Je suis tout à fait d’accord. Pour que la possibilité soit réelle pour ces femmes de sortir de cet engrenage il faut leur donner la possibilité d’être hébergées, de pouvoir rebondir, je soutiens complètement cette proposition.

Doublons le montant de l'aide juridictionnelle.

C’est un début. Je ne suis pas sûre que ça assurera l’intégrale égalité. Ne serait-ce que connaître ses droits, ce n’est pas facile dans la société actuelle. Ceux qui sont riches ont de ce point de vue là des longueurs d’avance. Il faut les rattraper et donc je suis pour favoriser tout le soutien juridictionnel dont on peut disposer. D’autant plus qu’ils ont mis un forfait d’entrée en justice pour aller en procès. Sur la justice il y a aussi toutes ces lois qui sont inégalitaires et souvent protègent plus les affairistes que les plus pauvres qui sont durement sanctionnés. C’est un chantier très important.

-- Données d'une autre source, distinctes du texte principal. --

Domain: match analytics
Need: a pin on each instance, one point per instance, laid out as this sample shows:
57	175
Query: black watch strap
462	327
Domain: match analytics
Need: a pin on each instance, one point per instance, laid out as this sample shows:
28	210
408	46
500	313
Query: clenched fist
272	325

Enseignons la laïcité à l'école.

Je pense qu’on pourrait faire mieux au niveau de la laïcité. Je travaille dans un lycée, tous les vendredis j’ai le droit au poisson, ce qui m’énerve parfaitement. La laïcité commence aussi par ça. Il y a beaucoup de progrès à faire. Je militerais aussi pour mettre en valeur nos points communs. Je suis athée et n’ai pas de marque spéciale à défendre. Quelques soient nos croyances, nationalités, il faut prendre conscience que les exploités, qu’on soit au travail, au chômage, qu’on galère de petit boulot en petit boulot, en vivant de quelques heures de ménage, on fait tous partie d’une même classe exploitée, et qu’on a à se défendre en commun. S’il y a une solidarité pour laquelle je veux militer, c’est celle-là. La solidarité de tous les travailleurs confrontés à la société où c’est l’exploitation, l’inégalité et les injustices qui dominent.

Faire de l’égalité une réalité, ça passera forcément par un combat long, puissant, de millions de personnes. En réalité c’est un programme pour émanciper complètement la société de l’exploitation et de la loi du profit.